Em termos de família, não estávamos sós no Rio de Janeiro. Embora isso nunca tivesse pesado na sua decisão de emigrar, Rafael, tinha uma prima distante morando em Copacabana. Duscha e o marido tinham se mudado da Alemanha para o Rio antes da guerra. Ao contrário dos meus pais que tiveram filhos numa idade avançada – Rafael tinha sessenta e dois e Renée quarenta e dois quando nasci– ela teve seus filhos jovem, logo que chegou. Portanto, nossos primos eram uns quinze ou vinte anos mais velhos.
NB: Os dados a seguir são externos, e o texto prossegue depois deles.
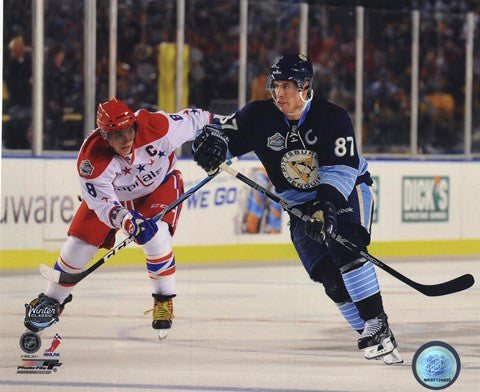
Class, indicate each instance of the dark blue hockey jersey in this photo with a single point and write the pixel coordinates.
(312, 158)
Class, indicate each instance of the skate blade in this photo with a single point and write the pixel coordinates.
(379, 350)
(162, 334)
(394, 358)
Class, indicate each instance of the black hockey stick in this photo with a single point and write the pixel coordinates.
(452, 286)
(73, 278)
Minha prima acabaria se tornando uma atriz e cantora famosa; Bibi Vogel. Com seu jeito frágil, seus olhos verdes penetrantes, seus lábios escuros e seu corte de cabelo hippie ela foi uma das musas de sua geração. No entanto, não foi só a beleza que a trouxe fama. Era uma excelente cantora, e com seu estilo parecido com o de Joan Baez, chegou a gravar álbuns de algum sucesso. Contudo, Bibi se tornou mais conhecida como atriz, mostrando seu talento cedo num dos papéis principais na versão brasileira de Hair, o ícone musical da contracultura dos anos 1960.
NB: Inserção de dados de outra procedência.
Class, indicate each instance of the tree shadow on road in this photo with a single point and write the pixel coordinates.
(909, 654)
Quando eu era bebê, antes de virar famosa, Bibi se mudou para Nova York. Lá, tentou a sorte com a banda de bossa nova de uns amigos. Eles eram bons e aproveitando a popularidade da música brasileira, conseguiam lotar barzinhos, casas noturnas e até teatros. Depois de um ano ou dois, Bibi voltou para visitar os pais. No Brasil, ouviu “Mas Que Nada”, o sucesso de Jorge Ben (“ôôôô… Mariá aiôô, obá, obá, obá…”).
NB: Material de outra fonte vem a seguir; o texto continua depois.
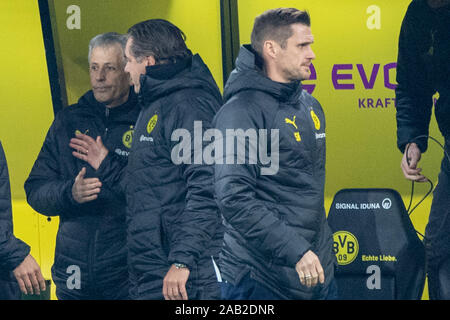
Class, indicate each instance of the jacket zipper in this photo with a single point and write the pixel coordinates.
(105, 134)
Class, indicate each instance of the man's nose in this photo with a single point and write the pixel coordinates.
(101, 75)
(311, 54)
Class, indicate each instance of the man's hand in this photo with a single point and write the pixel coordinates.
(409, 163)
(89, 150)
(310, 270)
(174, 284)
(84, 190)
(28, 275)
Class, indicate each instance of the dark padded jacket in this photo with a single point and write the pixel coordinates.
(172, 215)
(423, 68)
(12, 250)
(271, 220)
(92, 235)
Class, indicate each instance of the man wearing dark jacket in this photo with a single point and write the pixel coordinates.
(423, 68)
(18, 269)
(277, 242)
(90, 255)
(174, 228)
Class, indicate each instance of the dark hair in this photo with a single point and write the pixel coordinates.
(275, 24)
(158, 38)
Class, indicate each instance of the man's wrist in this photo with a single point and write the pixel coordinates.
(180, 265)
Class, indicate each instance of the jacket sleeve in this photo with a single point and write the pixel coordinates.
(111, 173)
(48, 191)
(414, 91)
(200, 219)
(235, 188)
(12, 250)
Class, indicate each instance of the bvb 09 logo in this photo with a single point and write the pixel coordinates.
(152, 123)
(345, 247)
Encantada com seu balanço, quando voltou a Nova York, apresentou a canção à banda. Todos adoraram na hora. Depois de adotada, ela passou a ser uma das favoritas dos músicos e do público. Pouco depois, minha prima decidiu abandonar seus companheiros para ir atrás do namorado que estava de mudança para a Califórnia. Sem muita cerimônia Sérgio Mendes a substituiu por uma vocalista americana. Alguns meses mais tarde, conseguiram assinar um contrato com uma gravadora que trouxe o mega produtor Quincy Jones para ajudar. Quando o disco saiu, Sergio Mendes e o Brasil 66 transformaram o sucesso de Jorge Ben numa referência internacional.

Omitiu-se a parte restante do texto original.